In a recent interview with UWI Today, he said:

“I’ve been collaborating with Professor Darren Croft from the University of Exeter for the past 15 years. Dr Robert Heathcote, lead author of the study and from the University of Exeter, joined the research group about four years ago. The fascinating characteristic about guppies is that they are an ideal model to study evolution. Females mature in just 10 weeks while males take seven weeks. And they can live for about four years. That means there is a quick turnover, with lots of generations to study.”

“Guppies are native to North-East South America and Trinidad, with the males being smaller and more colourful than the females. In Trinidad’s Northern Range, there are natural barriers such as cascades, and these separate two distinct guppy populations that behave differently. Above the cascade barriers, there are hardly any natural predators, and guppies here mature later in life, have fewer baby guppies per pregnancy, and these young are large.
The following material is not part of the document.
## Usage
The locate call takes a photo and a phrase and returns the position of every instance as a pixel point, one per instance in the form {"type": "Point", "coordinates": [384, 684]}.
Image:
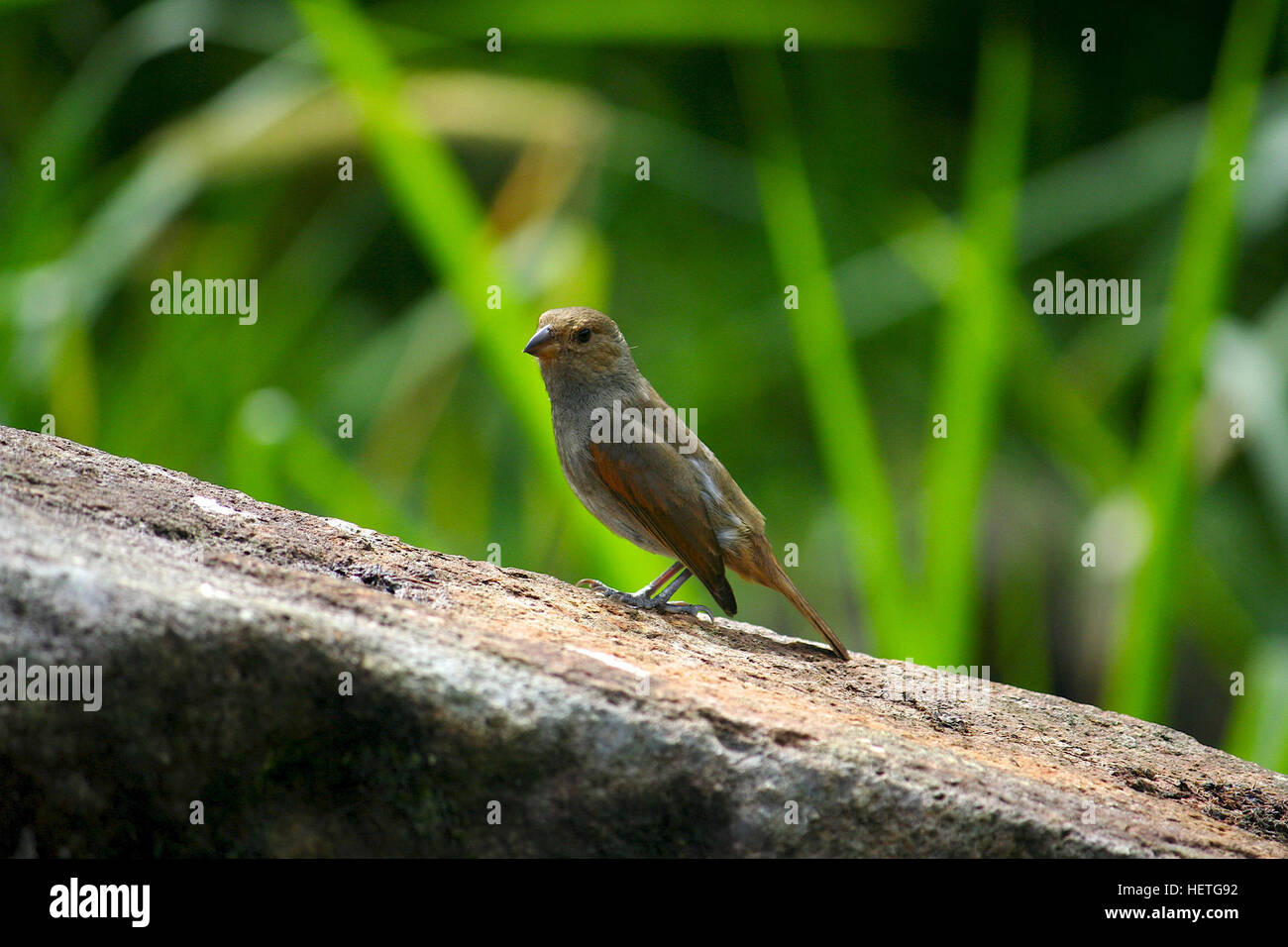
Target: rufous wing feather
{"type": "Point", "coordinates": [636, 474]}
Below the natural barriers, the guppies encounter many more predators – mainly the matawal or pike cichlid, and the guabine or wolf-fish – and these guppies mature much earlier in life, and have large numbers of live young which are smaller in size than guppies in the safer waters upstream.”

“Darren (Croft) and I were in the lab one day and we noticed the iris colour change from silver to black and thought, there must be a reason. Then Dr Robert Heathcote joined the team and led this study.”

Heathcote with his colleague Jolyon Troscianko had the idea to build latex models of guppies. Troscianko studies animal camouflage. Science writer Ed Young clearly describes the process of building the simulated guppies in his lively June 4 article in The Atlantic magazine:

“The team pressed a dead fish into some resin to make a silicon mold that could churn out model guppies. They then photographed live fish with black and silver eyes, recalibrated the images for guppy vision, and printed them onto sheets of clingfilm. They stretched the coloured sheets over the silicone models, which they attached to a fishing line on a motor.”

And just like that, they had great imitation guppies which could be made to defend and thrash over a bit of food.

Dr Robert Heathcote said of the study: “Experimentally showing that animals use their eye coloration to communicate with each other can be very difficult, so we made realistic-looking fish with differing eye colours and observed the reaction of real fish….Trinidadian guppies can change their iris colour within a few seconds, and our research shows they do this to honestly communicate their aggressive motivation to other guppies.”

Professor Darren Croft added: “Eyes are one of the most easily recognised structures in the natural world and many species go to great lengths to conceal and camouflage their eyes to avoid unwanted attention from predators or rivals. However, some species have noticeable or prominent eyes and, for the most part, it has remained a mystery as to why this would be. This research gives a new insight into the reasons behind why some animals have such ‘conspicuous’ eyes.”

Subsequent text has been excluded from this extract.